Jed’s regime hasn’t commanded respect from the players, who continue to find trouble off the field with alarming frequency and an apparent disregard for the consequences. Baalke’s personal project — saving Aldon Smith from his alcohol troubles — backfired with a Thursday night arrest that led to his release, which only undercut whatever progress management had made in dumping Ray McDonald and pledging a low-tolerance policy for personal conduct problems. Smith’s arrest was the 12th time in 3½ years that York has dealt with an police issue involving a player. At what point does the boss take blame for bad character?

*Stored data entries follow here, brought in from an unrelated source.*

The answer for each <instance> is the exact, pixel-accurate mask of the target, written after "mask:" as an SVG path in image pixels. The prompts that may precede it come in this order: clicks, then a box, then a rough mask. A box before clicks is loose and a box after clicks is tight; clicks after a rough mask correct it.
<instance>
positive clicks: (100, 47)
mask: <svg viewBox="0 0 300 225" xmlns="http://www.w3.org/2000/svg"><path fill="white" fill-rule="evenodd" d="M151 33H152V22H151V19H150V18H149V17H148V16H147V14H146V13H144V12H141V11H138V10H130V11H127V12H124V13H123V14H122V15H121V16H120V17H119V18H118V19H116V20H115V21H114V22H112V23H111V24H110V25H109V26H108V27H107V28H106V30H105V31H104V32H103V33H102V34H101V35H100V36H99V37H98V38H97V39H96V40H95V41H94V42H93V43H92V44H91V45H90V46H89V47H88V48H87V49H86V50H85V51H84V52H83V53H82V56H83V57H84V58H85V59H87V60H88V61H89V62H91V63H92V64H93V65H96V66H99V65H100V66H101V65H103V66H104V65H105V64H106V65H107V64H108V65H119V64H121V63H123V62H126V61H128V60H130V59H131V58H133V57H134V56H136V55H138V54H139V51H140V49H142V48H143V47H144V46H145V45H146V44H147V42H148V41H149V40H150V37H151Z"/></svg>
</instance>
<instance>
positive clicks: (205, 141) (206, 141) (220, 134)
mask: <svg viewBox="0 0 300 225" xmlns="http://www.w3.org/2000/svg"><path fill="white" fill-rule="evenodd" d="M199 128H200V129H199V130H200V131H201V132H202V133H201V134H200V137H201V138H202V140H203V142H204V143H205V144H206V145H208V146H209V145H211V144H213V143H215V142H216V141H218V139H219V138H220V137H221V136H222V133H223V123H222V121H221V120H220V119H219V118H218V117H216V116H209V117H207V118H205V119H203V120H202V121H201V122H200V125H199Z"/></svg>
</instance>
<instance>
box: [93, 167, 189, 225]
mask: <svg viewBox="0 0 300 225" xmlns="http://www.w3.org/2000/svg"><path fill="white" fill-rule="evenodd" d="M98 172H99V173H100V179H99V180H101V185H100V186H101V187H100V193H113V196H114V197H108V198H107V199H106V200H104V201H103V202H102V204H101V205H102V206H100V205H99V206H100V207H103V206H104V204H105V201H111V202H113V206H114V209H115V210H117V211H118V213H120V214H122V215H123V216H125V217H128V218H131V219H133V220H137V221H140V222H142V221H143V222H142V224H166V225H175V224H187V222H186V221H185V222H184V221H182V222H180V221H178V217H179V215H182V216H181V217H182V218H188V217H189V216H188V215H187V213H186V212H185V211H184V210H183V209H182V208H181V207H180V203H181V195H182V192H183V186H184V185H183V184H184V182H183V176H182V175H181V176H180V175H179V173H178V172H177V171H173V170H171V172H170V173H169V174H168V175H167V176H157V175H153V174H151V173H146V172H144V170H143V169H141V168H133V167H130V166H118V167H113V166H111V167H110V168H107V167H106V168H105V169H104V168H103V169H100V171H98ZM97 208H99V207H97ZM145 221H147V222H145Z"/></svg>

Jed left San Francisco for a sweet land deal 40 miles from Candlestick Park, in sleepy Santa Clara, where a
$1.3 billion mall has lost all romantic attachment to a rich, glorious past in a parking lot beside an amusement park and a convention center. Levi’s Stadium feels like a tech start-up that gets to host events like Taylor Swift concerts and WrestleMania 31 and disregards how a busy calendar ravages the playing field. The stadium should be here, not there, and if I’m already sick of the drive, what about the fans?

Jed and Baalke replaced Harbaugh with Jim Tomsula, who was hired because Jed wanted him to be “a teacher” of “players and coaches.” Tomsula has been a career position coach in the NFL, never a coordinator. His only experience as a full-time head coach was nine years ago in Europe. When he was hired, his CSN Bay Area interview went mortifyingly viral, with Tomsula’s every inaudible grunt or incoherent stumble — “I mean, uh, we’re gonna, uh, we’re gonna, we’re gonna win today. That’s, our, uh, uh, you know, it’s, it’s one-week calendars once you get into the season,” he said of the 2015 mission — suggesting he’d be a work in progress at best or a one-and-done punchline at worst. He stood tall as a leader after Smith was released, saying, “If one person out there reads this, and you’re struggling, get help. Go get it. You’re worth it. … And although Aldon will not be playing football here, we will be supporting him. He will not be alone.” But while Tomsula is likable and human, he should not be in this position, learning on the job for a team that just 2½ years ago was five yards from winning a Super Bowl.

Jed is cursed, too, having watched a succession of retirements from players who all left the sport prematurely, from Patrick Willis to Chris Borland to Justin Smith to Anthony Davis. Or, maybe they were just tired of the place and sensing the inevitable decline ahead. Isn’t it the CEO’s responsibility to have a pulse of the company, to perform damage control when he senses a mass exodus? Or does Jed not have a clue? When rumors flew that Smith’s arrest came after a disagreement with Colin Kaepernick — something about the quarterback’s Mercedes and his relationship with an ex-girlfriend of Smith — it didn’t seem to matter that the reports were completely bogus. It’s that such drama is entirely possible in Ninerland, true or otherwise.

Jed York is 35. He has headed up day-to-day operations since 2009. I realize, in a Zuckerberg world, that people are running companies at obscenely young ages, but Mark Zuckerberg did create Facebook. Jed did not create the 49ers. He was a fan whose parents happened to own the team. Only 17 years ago, he was the captain of his high school baseball team. Only 13 years ago, he was graduating from Notre Dame with a degree in finance and history. What prepared him to start running the 49ers at 29?

While in Canton, Jed also saw Bill Polian deliver his induction speech as one of the NFL’s eminent franchise builders and fixers. Wouldn’t Polian, still sharp and well-informed as an ESPN analyst, be an ideal influence to help the 49ers, if only for a couple of years?

First thing he’ll tell Mom and Dad, I figure, is that Jed should be put in charge of the team museum.